Am I okay to publish this?

guest column

“Censorship is to art as lynching is to justice,” Henry Louis Gates Jr., professor of literature at Harvard University, once stated. Several thousand years prior, Euripides opined similarly: “This is slavery, not to speak one’s thought.” 

Freedom of expression serves as the cornerstone of higher education, allowing the university to thrive as a marketplace of ideas where competing hypotheses can be evaluated, disputed and adjudicated. Importantly, even when individuals disagree with another’s position, their argument can only be sharpened by carefully engaging dissenting opinions. Yet despite the enduring need for unrestricted speech in academia, Duke University has failed to adopt the Chicago Principles, the leading declaration on free expression drafted by the University of Chicago in 2014. In doing so, our administration has erred dangerously, to our detriment.

Since its inception, academia has greeted the Chicago Principles with immense enthusiasm, now formally adopted by 82 elite universities. The list of signatories includes prominent names such as Princeton University, Vanderbilt, Columbia, Johns Hopkins, Washington University in St. Louis, Georgetown, the University of Wisconsin system, the University of Minnesota and UNC Chapel-Hill. 

This past June, the Board of Visitors at my alma mater, the University of Virginia, also affirmed the Chicago Principles. Why did these universities find it necessary to codify free expression as a permanent value within their classrooms? After all, didn’t these institutions already agree with John Milton that truth would prevail “in a free and open encounter”? 

The Chicago Principles are less about a university’s theoretical commitment to free expression and more about the students and faculty they protect. The Chicago Statement defends university members from unfair retaliation and disciplinary measures for holding or speaking views that may be deemed heterodox by the majority. 

Without any such safeguard, professors and students alike must tread carefully lest they accidently provoke administrators, who, like Pilate, may be more interested in appeasing the crowds than upholding the principle of justice. For this reason, students and faculty remain unsafe from the possibility of sanctions against unpopular speech until our administration formally drafts a robust policy protecting free expression. 

“But Duke already has a policy that protects free expression on campus,” some may counter. Not quite. Duke’s Pickets, Protests and Demonstrations policy—Duke’s closest equivalent to the Chicago Principles—only protects speakers from improper interruption during an academic presentation. It says nothing about whether faculty and students at Duke may be subject to unfair university discipline for espousing unconventional views. When juxtaposed with the Chicago Principles, Duke’s policy comes off as anemic and weak. 

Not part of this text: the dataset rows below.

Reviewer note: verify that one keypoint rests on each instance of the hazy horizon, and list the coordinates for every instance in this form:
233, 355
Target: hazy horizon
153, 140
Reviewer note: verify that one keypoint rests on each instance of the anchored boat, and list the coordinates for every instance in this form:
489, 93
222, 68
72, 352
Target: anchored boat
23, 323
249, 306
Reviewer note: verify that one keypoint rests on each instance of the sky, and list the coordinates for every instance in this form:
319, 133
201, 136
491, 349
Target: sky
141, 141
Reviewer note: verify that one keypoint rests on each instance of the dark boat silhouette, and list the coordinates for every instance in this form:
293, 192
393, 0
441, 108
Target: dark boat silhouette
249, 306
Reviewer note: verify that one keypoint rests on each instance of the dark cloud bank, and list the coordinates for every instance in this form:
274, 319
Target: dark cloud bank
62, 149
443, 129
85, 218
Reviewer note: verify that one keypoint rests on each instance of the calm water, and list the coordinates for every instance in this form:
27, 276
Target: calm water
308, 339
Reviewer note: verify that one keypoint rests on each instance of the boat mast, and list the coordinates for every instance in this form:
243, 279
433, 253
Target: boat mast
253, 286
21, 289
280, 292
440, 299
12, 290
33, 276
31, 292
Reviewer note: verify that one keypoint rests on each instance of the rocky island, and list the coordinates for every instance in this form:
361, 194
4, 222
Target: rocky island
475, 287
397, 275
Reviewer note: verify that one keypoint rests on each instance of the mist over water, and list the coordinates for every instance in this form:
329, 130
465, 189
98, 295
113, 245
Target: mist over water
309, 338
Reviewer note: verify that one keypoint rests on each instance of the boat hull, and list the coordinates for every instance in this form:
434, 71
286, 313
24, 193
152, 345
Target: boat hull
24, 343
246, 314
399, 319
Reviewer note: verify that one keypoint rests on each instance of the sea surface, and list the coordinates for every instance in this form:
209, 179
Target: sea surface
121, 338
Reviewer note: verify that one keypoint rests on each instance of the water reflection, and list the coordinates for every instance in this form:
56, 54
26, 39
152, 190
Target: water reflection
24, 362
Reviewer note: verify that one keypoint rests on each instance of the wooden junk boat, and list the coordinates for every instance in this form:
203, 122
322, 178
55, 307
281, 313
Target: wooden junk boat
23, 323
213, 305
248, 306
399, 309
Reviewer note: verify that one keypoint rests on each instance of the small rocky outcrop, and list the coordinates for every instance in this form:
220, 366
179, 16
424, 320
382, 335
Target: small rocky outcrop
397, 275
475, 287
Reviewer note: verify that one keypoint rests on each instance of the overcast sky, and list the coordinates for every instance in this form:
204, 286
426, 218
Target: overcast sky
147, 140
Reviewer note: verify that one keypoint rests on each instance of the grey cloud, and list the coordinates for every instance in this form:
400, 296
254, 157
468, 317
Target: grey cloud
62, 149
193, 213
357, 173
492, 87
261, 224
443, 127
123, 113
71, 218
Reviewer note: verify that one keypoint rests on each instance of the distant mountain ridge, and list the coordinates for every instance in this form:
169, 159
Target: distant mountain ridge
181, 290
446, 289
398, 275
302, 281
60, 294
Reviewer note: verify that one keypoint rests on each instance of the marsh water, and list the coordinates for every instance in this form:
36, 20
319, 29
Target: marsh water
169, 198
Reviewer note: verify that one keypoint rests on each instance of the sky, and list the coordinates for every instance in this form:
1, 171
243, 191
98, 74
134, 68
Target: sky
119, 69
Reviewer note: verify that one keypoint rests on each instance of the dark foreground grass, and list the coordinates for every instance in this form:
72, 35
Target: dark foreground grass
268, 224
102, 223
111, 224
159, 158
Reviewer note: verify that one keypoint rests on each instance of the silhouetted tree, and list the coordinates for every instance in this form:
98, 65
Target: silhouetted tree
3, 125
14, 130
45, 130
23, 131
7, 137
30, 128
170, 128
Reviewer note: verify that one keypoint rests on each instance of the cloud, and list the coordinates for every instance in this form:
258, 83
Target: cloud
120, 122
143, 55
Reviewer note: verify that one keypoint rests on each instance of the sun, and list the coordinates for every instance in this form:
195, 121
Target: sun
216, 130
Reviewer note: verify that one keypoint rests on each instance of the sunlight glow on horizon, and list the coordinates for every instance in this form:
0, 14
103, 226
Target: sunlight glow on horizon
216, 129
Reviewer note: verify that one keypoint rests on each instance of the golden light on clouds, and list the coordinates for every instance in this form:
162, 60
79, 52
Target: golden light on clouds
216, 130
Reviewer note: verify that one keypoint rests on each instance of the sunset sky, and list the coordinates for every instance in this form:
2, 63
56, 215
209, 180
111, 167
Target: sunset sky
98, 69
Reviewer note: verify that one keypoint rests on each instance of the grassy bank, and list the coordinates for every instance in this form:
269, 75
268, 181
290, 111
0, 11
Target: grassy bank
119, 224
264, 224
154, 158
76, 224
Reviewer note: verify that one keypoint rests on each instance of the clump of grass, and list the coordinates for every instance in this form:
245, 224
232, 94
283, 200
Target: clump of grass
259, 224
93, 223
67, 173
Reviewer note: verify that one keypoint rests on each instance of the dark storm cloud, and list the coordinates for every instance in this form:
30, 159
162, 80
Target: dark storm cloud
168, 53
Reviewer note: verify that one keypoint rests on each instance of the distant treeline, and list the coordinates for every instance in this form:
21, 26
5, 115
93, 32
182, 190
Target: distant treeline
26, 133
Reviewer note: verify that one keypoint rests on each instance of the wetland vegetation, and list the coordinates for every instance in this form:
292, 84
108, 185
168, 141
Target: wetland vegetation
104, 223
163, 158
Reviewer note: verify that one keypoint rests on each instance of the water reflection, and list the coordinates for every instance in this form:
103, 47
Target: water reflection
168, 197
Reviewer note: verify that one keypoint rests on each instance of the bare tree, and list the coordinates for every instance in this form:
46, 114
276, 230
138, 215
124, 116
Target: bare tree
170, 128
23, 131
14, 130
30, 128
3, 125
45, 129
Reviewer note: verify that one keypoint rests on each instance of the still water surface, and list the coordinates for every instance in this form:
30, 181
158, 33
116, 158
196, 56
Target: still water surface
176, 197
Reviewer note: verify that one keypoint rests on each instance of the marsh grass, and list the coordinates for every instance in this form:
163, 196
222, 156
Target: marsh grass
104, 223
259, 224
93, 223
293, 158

Others may object, “But the Foundation for Individual Rights in Education (FIRE) has given Duke University a green light rating.” True, but FIRE’s rating does not offer any legal power in holding university administrators accountable. Only an official university policy can lawfully protect university members from succumbing to partisan hitjobs. 

If tomorrow Duke were to bring you before an administrative tribunal for professing an unpopular opinion, you would have little official university policy to defend you. It is no exaggeration to say that your freedom of expression is in danger. 

In 2001, Duke’s administration shut down Professor Gary Hull’s website after he posted an article calling for firmer response against terrorism. The University backed off only after public, not legal, outcry. All this occurred even with Duke’s hollow affirmation of free speech in the faculty handbook. Agree with Hull’s view or not, the censorship evinced by Duke’s administration is disturbing. Note well, if it happened to Gary Hull, it could happen to you—there is nothing stopping them from trying again. 

In fact, last year John Wilson—fellow at the University of California National Center for Free Speech and Civic Engagement—released a damning report. He assigned Duke the grade of “F” for its restrictions on free press. Sure, these rules apply primarily to journalists, but as Wilson notes, “Duke University, as a private corporation, has no legal obligation to endorse freedom of the press…But it also has no legal obligation to protect freedom of speech or academic freedom.”

If Duke truly values academic freedom, the administration must draft and adopt a statement on free expression, of which there is no better than the Chicago Principles. It is risible that the University asks students to pay over $81,000 per year yet refuses to guarantee basic freedom of expression.

Matthew Arakaky is a doctoral candidate in the Graduate Program of Religion at Duke University, where he studies the religion and literature of the Hebrew Bible. He previously studied at the University of Virginia, Princeton Seminary, the University of Chicago and the Johns Hopkins University.